HAVING GROWN UP ON A FARM as a primary producer, taking part in sports shooting, pest and vermin control, and now as a professional shooter, firearms have been an essential part of my life.
From growing up seeing my father euthanise sick stock on the farm, entering rifle competitions, clay target shooting with friends and my job professionally shooting vermin, I can comfortably say one size does not fit all with firearms use!
I utilise multiple different firearms and calibres for my occupation, where I predominantly shoot and harvest wild kangaroo professionally for pet meat, saving costly damage to the agricultural industry whilst providing a sustainable source of meat for pet owners.

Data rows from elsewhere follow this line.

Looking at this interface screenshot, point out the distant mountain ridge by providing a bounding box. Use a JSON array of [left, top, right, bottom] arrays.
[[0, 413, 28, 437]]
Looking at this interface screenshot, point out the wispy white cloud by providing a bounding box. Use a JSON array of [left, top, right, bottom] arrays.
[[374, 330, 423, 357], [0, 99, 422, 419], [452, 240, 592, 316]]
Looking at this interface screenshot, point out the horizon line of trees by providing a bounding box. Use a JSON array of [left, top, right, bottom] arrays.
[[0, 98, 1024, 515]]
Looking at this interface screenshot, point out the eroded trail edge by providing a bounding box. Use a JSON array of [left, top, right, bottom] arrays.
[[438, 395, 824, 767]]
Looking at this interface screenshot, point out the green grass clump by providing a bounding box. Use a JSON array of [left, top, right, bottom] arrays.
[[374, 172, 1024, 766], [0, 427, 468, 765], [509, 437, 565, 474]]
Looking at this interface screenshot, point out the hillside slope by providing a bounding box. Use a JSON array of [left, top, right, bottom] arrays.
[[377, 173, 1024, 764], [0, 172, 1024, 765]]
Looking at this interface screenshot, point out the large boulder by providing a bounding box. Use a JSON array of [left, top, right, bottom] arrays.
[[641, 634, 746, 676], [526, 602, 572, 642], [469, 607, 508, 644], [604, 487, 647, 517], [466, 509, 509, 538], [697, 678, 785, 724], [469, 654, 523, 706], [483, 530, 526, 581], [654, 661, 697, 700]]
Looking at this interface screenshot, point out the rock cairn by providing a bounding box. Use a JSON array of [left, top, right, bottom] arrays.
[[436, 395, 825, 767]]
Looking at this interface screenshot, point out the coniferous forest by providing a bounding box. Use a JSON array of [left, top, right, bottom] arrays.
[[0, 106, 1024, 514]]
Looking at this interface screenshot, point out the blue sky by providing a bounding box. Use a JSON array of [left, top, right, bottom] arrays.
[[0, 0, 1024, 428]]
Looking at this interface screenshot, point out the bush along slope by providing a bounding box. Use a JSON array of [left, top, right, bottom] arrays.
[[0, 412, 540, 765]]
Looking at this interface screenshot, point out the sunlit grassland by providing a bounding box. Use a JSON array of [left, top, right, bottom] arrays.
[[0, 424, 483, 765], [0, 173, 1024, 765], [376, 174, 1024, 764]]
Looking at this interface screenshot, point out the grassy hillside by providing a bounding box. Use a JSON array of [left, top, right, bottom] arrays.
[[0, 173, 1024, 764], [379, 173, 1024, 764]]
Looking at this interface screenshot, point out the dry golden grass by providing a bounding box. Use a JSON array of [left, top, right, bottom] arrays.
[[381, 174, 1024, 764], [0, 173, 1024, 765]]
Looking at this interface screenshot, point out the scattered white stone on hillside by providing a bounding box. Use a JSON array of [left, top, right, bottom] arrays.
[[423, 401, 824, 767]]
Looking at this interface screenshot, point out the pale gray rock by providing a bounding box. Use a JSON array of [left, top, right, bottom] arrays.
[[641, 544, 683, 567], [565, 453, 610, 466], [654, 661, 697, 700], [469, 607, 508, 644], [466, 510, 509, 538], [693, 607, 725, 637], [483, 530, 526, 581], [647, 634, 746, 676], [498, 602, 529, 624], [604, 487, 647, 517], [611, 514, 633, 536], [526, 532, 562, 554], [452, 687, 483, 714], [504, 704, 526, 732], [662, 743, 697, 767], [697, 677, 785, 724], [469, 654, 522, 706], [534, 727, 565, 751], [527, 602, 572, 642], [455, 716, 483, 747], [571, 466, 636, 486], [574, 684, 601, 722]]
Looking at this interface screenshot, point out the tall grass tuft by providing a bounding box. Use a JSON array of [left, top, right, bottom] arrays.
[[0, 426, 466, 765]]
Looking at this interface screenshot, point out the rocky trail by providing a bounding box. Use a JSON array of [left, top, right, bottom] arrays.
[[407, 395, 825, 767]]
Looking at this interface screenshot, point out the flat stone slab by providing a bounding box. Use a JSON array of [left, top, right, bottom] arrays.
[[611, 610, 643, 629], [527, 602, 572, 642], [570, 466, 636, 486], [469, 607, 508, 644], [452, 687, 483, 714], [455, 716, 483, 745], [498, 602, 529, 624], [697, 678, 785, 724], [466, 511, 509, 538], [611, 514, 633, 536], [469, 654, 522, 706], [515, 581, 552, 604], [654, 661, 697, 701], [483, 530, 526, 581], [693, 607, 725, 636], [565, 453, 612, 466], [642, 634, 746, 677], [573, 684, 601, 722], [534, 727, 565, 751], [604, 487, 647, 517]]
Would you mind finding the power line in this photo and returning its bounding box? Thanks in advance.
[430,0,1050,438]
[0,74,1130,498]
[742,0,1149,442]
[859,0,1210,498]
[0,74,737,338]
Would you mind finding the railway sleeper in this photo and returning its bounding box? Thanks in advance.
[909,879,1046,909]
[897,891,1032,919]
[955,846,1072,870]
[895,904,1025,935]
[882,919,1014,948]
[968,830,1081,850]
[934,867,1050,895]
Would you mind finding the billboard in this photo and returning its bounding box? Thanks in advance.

Aside from shooting kangaroos, I also use firearms to control wild pig, dog, fox and rabbit populations.
Since graduating from Muresk with a degree in agribusiness, I worked around multiple farming enterprises across the state before choosing this work path to fund further university studies.
It’s not everyone’s preferred job, with extended hours, vast distances needed to be covered, and working remotely and early into the following morning.
It’s a skilled profession requiring consistent marksmanship to achieve humane culls. However, it is a job that I enjoy and has allowed me to own my own business and provide a product and service.
I AM STRUGGLING TO UNDERSTAND why our police minister appears to be targeting law-abiding licensed firearms ownership at the taxpayer’s expense.
Why do the already strictest laws in the country need to be overhauled? Tweaking is always necessary, but hardly the costly and unrealistic remodelling being proposed.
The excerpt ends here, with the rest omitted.